Estes resultados não devem nada ao acaso. O motor elétrico oferece uma vantagem decisiva: binário máximo disponível instantaneamente. Ao contrário de um motor de combustão interna, não há qualquer aumento de velocidade. A aceleração é imediata, linear... e particularmente brutal.
É precisamente este imediatismo que coloca um desafio sem precedentes.

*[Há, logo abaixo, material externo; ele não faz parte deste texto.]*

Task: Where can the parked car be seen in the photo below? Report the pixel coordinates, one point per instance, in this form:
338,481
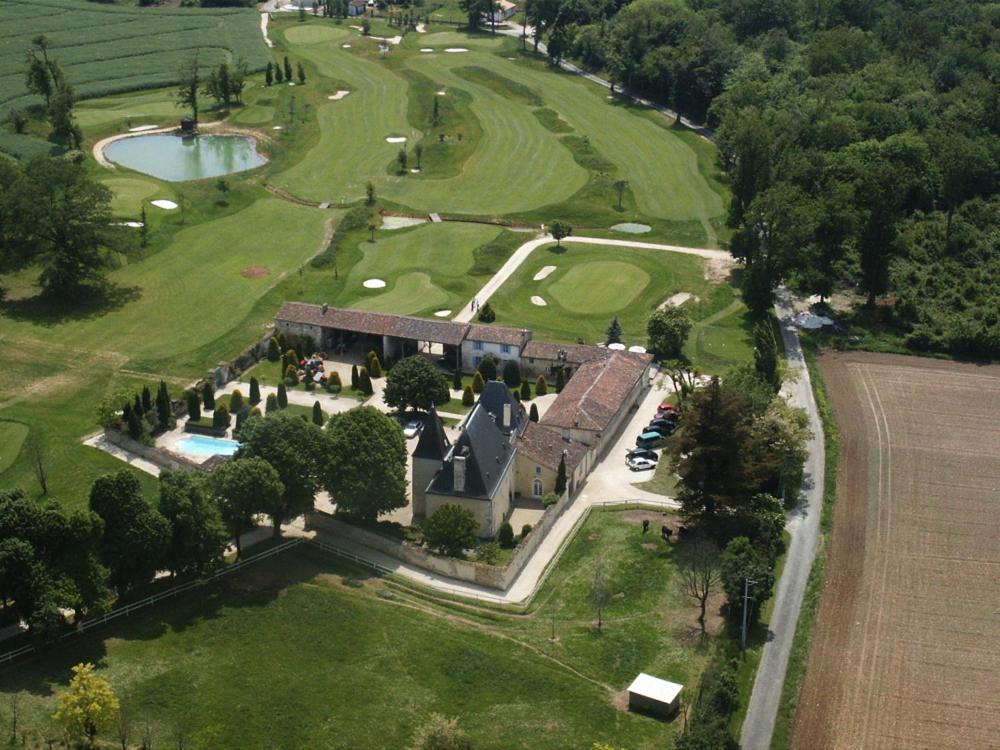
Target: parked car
412,428
641,453
649,440
661,426
641,464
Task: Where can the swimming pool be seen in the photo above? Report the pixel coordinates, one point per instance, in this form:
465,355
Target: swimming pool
206,446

Enquanto um Ferrari a combustão “acelera”, o Luce fornece toda a sua potência numa fração de segundo. Uma sensação potencialmente inquietante.
Colaboração sem precedentes com a NASA
É aqui que o envolvimento da NASA se torna mais importante. Habituados a estudar os efeitos das forças G nos astronautas, os especialistas da NASA têm uma experiência única. Ajudaram a Ferrari a compreender melhor como o corpo humano reage a uma aceleração extrema e, sobretudo, como torná-la mais suportável no dia a dia.
Por detrás desta colaboração está um desafio fundamental para a Ferrari: preservar a emoção sem sacrificar o conforto. O Luce deve ser mais do que apenas rápido. Tem de ser divertido de conduzir, mesmo com níveis de desempenho muito elevados.
A Ferrari não tem qualquer intenção de negar o seu ADN. Muito pelo contrário, de facto. A marca está a trabalhar ativamente na experiência emocional deste primeiro automóvel elétrico. O interior, concebido pelo antigo ícone da Apple, Jony Ive, inclui patilhas montadas no volante que simulam as mudanças de velocidade, tal como num automóvel a gasolina.

Em termos de som, a Ferrari fez uma escolha radical: não se trata de imitar artificialmente um motor de combustão interna. Em vez disso, a marca prefere amplificar o som real dos motores eléctricos, jogando com diferentes frequências para criar uma assinatura sonora única que é simultaneamente envolvente e não agressiva.
Com o Luce, a Ferrari não se limita a ser eléctrica. Redefine os limites do desempenho automóvel. Com uma arquitetura de 800 volts, uma bateria de 122 kWh e uma autonomia de cerca de 500 km, o futuro supercarro combina tecnologia de ponta com grandes ambições.
Mas para além dos números, é sobretudo a filosofia que está a evoluir. A Ferrari está a entrar numa fase em que o desempenho puro deve agora coexistir com restrições humanas sem precedentes. Pela primeira vez na sua história, a Ferrari não está apenas a tentar ser mais rápida. Tem também de garantir que os nossos cérebros conseguem acompanhar o ritmo.